Does better user (employee) experience lead to better customer experience?

MT: First of all, I believe the question leads to trying to compare apples to pears.

ML: That is better than apples to oranges, no?

MT: French expression badly translated

MT: The customer has gone through a journey and his experience has been shaped by interactions at every touch point (dealing with your company, in-store experience, exchanging with friends, family and peers and so on), whereas the employee experience is shaped the interactions with colleagues, suppliers, systems and – only at very precise touch points – clients. So although the customer and the employee are intimately linked, they are not on the same journey.

ML: Valid point, but at that critical point where the journeys intersect will define many things and likely be more impactful to the customer. We have both been known to say that the experience perceived is more important than the intended design. Like most of life we spend most of the time learning and preparing for those moments where we have to act. While not on the same journey, the journey’s are linked and aligned.

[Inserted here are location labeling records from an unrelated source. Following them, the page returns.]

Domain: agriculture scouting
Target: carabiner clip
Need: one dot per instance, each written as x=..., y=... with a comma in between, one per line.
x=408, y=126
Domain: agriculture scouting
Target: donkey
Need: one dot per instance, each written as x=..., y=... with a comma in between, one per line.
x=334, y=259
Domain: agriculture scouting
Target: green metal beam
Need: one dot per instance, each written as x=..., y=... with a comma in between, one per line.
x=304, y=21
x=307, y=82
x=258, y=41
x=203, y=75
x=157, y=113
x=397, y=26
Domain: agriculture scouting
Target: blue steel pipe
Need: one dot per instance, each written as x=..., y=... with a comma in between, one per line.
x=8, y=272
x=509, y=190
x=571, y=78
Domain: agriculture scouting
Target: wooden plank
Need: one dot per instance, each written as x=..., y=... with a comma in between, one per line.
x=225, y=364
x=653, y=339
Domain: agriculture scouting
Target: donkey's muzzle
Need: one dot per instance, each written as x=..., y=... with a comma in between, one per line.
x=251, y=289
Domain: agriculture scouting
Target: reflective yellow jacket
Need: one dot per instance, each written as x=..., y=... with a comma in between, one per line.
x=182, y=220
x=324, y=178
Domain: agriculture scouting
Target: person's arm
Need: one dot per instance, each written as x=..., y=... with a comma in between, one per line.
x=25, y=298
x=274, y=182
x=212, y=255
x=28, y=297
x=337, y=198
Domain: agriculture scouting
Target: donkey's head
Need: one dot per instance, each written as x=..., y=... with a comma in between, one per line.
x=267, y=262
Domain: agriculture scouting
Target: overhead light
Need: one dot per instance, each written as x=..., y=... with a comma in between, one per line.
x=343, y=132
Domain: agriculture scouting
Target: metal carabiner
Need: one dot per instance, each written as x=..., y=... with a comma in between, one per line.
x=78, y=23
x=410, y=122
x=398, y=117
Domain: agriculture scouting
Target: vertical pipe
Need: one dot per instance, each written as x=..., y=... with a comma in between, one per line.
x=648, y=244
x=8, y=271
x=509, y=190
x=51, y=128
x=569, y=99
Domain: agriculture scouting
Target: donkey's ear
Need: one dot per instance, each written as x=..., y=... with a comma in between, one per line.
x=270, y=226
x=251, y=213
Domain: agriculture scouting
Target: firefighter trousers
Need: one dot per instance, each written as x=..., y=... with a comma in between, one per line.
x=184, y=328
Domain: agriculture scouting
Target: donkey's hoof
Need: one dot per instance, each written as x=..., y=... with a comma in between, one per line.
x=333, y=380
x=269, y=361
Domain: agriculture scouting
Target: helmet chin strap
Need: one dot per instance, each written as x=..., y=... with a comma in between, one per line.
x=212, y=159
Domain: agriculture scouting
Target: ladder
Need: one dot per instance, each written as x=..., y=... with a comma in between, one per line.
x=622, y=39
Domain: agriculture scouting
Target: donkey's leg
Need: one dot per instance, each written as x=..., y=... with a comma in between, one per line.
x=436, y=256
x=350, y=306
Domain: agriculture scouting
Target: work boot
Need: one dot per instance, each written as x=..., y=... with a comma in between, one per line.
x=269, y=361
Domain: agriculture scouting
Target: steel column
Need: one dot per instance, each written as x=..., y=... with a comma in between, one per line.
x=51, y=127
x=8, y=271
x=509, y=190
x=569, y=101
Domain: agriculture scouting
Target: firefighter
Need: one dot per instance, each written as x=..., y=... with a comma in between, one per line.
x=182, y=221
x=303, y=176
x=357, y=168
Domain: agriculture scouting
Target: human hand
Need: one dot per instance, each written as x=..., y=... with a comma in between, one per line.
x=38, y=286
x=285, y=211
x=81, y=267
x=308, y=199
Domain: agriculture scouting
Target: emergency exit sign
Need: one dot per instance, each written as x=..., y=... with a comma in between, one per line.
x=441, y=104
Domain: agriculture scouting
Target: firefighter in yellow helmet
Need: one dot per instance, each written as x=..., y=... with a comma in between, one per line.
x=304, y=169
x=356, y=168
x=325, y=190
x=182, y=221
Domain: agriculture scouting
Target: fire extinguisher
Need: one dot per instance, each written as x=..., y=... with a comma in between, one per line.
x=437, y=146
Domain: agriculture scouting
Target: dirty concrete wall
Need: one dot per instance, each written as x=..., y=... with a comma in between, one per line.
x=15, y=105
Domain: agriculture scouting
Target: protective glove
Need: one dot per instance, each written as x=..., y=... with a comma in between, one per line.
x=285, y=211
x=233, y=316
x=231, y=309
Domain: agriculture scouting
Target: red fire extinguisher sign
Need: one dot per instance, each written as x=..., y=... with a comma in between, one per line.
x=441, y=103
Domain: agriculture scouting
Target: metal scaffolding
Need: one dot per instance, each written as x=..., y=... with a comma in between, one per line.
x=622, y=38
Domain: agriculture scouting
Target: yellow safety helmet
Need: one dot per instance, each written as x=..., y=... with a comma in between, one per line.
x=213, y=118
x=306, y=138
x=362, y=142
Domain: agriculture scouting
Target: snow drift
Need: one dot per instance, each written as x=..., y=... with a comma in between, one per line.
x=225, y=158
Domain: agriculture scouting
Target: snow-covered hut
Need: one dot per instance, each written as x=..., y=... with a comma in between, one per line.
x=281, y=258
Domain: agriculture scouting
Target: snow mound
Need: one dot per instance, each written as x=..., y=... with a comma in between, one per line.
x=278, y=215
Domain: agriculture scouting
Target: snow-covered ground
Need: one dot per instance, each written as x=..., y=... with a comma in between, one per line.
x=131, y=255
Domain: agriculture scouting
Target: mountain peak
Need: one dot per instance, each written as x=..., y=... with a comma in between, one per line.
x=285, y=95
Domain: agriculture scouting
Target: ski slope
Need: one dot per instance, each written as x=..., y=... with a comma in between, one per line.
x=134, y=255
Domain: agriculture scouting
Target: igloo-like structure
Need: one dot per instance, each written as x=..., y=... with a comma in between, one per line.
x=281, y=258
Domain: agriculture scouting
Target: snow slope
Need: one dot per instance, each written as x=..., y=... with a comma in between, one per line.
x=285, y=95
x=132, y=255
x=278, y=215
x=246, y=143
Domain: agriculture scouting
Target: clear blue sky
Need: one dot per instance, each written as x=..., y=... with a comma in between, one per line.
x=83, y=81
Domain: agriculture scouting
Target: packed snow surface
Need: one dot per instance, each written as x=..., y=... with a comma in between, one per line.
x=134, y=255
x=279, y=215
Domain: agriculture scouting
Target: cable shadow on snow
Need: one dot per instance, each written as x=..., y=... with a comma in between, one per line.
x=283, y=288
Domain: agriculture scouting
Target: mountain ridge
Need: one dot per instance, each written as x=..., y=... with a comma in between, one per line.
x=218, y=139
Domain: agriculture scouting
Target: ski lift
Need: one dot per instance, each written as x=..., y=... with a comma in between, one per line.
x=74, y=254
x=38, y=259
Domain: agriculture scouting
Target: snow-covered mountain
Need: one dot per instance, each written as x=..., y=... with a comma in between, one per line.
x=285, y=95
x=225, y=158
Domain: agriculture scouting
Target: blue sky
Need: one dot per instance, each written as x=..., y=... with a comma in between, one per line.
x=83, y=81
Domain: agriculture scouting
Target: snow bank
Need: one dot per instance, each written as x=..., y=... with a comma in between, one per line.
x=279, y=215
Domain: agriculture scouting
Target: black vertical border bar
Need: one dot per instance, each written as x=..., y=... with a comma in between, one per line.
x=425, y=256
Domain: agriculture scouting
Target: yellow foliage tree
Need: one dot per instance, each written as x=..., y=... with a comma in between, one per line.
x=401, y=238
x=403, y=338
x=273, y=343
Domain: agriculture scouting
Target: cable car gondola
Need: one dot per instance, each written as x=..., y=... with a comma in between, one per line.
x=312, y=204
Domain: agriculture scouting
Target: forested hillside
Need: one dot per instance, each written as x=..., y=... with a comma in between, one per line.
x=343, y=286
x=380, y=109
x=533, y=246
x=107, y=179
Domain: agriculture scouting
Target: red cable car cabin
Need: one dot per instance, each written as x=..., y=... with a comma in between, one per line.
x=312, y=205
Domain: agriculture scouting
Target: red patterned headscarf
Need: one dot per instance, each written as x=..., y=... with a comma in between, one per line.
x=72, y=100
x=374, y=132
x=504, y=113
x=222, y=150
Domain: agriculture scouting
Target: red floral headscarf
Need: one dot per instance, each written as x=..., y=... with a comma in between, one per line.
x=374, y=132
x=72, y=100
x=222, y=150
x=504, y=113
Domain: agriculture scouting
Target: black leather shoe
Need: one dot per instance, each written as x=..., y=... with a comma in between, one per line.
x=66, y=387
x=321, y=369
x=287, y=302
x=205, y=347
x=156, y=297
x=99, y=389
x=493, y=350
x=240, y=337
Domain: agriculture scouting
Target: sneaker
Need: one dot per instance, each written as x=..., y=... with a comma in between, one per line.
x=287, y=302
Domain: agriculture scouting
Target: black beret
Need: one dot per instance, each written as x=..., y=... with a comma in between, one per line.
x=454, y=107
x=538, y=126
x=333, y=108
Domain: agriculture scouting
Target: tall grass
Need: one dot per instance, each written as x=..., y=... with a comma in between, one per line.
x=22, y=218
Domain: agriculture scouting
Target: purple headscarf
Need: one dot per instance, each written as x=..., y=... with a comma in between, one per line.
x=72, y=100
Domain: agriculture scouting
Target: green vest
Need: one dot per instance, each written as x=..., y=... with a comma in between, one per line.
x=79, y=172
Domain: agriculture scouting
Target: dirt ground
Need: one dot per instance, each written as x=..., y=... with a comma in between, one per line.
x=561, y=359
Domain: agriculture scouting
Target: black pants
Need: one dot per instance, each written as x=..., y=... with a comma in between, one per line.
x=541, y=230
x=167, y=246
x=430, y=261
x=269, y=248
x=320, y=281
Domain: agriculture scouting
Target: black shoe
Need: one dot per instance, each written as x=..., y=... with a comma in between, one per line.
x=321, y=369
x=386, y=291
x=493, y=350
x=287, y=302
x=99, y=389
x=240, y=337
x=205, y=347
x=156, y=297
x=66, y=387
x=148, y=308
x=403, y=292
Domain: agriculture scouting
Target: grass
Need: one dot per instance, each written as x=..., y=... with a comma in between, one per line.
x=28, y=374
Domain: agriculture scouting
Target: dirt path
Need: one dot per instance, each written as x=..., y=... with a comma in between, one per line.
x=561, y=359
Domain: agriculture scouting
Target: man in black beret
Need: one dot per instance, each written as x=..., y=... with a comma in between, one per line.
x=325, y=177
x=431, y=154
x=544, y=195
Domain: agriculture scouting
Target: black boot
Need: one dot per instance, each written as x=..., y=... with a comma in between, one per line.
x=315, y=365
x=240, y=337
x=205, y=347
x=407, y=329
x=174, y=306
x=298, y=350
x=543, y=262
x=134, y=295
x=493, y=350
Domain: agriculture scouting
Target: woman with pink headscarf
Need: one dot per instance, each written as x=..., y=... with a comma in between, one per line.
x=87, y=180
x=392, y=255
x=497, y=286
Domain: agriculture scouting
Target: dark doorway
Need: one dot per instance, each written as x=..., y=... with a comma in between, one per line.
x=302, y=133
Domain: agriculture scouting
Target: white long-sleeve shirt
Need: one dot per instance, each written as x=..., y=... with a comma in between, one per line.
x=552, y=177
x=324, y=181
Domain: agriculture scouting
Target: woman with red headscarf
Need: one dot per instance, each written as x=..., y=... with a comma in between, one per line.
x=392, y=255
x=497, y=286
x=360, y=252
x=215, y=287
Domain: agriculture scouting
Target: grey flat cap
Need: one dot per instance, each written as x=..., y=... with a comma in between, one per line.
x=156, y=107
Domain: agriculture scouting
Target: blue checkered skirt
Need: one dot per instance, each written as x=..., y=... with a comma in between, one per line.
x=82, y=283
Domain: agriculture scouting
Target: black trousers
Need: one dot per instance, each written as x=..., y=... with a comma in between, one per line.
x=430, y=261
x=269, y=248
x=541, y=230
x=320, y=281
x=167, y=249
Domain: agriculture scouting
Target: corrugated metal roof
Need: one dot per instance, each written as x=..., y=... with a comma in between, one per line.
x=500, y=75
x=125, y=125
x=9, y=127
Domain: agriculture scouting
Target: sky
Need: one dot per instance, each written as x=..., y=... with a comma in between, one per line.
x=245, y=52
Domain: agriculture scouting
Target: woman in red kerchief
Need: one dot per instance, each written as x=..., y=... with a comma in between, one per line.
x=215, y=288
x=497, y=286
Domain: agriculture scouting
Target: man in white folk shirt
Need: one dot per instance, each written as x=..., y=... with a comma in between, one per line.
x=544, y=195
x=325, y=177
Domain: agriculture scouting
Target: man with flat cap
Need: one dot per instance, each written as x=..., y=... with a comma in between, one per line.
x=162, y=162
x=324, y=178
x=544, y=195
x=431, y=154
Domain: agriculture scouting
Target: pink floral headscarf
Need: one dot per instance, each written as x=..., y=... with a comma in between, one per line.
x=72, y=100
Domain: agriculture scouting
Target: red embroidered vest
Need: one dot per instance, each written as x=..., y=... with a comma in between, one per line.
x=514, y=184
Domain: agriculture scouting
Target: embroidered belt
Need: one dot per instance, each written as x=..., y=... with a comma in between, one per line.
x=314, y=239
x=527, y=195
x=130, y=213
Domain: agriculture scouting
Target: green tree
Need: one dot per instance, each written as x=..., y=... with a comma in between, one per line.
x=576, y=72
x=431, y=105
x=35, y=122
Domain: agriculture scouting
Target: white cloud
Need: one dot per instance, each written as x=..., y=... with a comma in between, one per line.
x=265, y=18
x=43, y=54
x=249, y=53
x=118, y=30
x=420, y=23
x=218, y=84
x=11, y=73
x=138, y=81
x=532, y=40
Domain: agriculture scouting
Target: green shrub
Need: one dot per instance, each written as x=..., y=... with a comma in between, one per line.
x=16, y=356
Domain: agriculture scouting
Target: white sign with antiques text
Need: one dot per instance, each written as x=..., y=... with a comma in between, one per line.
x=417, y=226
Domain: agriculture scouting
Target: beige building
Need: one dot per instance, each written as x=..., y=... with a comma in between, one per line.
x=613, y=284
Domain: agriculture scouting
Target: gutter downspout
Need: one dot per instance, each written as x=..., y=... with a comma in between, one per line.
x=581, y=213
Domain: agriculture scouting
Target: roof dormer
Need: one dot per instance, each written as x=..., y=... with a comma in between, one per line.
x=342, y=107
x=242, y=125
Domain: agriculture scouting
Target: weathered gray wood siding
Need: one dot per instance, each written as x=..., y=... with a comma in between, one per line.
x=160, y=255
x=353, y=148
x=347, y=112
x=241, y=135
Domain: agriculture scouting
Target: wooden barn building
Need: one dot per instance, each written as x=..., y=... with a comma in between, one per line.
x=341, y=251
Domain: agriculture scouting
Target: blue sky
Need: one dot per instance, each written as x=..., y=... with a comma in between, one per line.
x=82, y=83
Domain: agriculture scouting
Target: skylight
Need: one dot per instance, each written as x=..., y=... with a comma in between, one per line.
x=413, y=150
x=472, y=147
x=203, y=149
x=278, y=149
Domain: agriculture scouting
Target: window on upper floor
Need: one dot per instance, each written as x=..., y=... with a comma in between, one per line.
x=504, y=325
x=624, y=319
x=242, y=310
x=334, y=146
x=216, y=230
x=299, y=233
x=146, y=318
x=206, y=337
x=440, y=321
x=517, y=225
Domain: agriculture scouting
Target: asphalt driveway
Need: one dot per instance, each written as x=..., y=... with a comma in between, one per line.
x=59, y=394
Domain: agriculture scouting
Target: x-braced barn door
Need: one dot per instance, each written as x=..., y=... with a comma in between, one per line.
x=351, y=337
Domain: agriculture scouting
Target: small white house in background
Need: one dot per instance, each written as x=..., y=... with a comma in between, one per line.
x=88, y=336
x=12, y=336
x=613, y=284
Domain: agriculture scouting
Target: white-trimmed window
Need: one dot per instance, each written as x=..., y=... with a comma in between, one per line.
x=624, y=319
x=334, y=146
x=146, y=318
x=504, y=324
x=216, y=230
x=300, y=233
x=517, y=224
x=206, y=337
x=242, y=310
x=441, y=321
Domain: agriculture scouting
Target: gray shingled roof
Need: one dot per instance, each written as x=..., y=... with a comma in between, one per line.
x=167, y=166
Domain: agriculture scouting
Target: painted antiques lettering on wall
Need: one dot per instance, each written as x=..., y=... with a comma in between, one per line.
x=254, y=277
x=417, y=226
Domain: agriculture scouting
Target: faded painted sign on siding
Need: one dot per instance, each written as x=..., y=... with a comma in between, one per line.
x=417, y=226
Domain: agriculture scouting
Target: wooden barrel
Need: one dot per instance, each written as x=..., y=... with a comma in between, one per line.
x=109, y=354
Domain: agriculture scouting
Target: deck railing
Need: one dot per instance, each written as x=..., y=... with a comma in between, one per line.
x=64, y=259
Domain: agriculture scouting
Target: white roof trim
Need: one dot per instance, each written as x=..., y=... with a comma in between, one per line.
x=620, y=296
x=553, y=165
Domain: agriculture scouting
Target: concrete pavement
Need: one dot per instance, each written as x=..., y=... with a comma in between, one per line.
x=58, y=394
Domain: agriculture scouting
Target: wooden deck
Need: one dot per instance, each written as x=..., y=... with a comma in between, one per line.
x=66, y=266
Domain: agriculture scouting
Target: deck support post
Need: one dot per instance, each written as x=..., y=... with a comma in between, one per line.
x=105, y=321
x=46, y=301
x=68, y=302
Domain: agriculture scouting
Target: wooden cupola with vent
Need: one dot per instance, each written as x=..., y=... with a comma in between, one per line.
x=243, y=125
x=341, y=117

MT: By the very nature of company-customer relations, the employee journey is sub altered to the customer journey which leads to the chicken and the egg problem of when a negative customer experience is taken out on an employee who is not able to or not empowered to do anything about it, which in turn leads to a negative employee experience that negatively influences the way the employee deals with the following customer et cetera.

ML: Very interesting, and I agree that the employee experience impacted by the customer experience and journey. I will suggest that the employee would only partially hold his own organization accountable for the treatment by the customer, unless it is a trend, and they are not empowered to do anything about it. While valid, employees should be able move beyond this type of reaction.

MT: Partially, but up to which point? Either stop trying to fight it and become demotivated, go on a crusade and risk being shot down, or simply…leave.

MT: Breaking this vicious circle consists of first by understanding the customer’s journey and coordinating efforts to improve it and second by providing the employees with the infrastructure (data, insight, tools and processes) and conditions (work conditions, a company culture that facilitates collaboration) to do so. Ultimately it comes down to reducing frictions (for the customer and for employees) to help the customer in his job to be done and reach the desired outcomes.

ML: Who is responsible and accountable for removing the fractions? It must be on the employee side, management etcetera, driving for a positive employee experience.

Mark, great stuff and I do appreciate your time and thoughts. I believe we are mostly aligned, though I will admit it is bigger and more complex than I had originally thought. The two journeys are different but it is those all important intersections where things happen. The key question is what will the state of mind (on each side) be at those points? Business units and IT departments will need to invest more in the design of services, for the internal customer. The expectations by everyone; not just the younger or Millenial crowd, are higher, and need to align with customer expectations. In order for a true person to person relationship to be established, experience must be aligned on both sides of the firewall. This is clearly not all about technology (yes, I do work for a technology vendor) but at the same time, technology is a huge part of the equation, there is no getting past that point. For contact center agents, their experience is critically important, and I believe there is a connection to customer experience – a big one.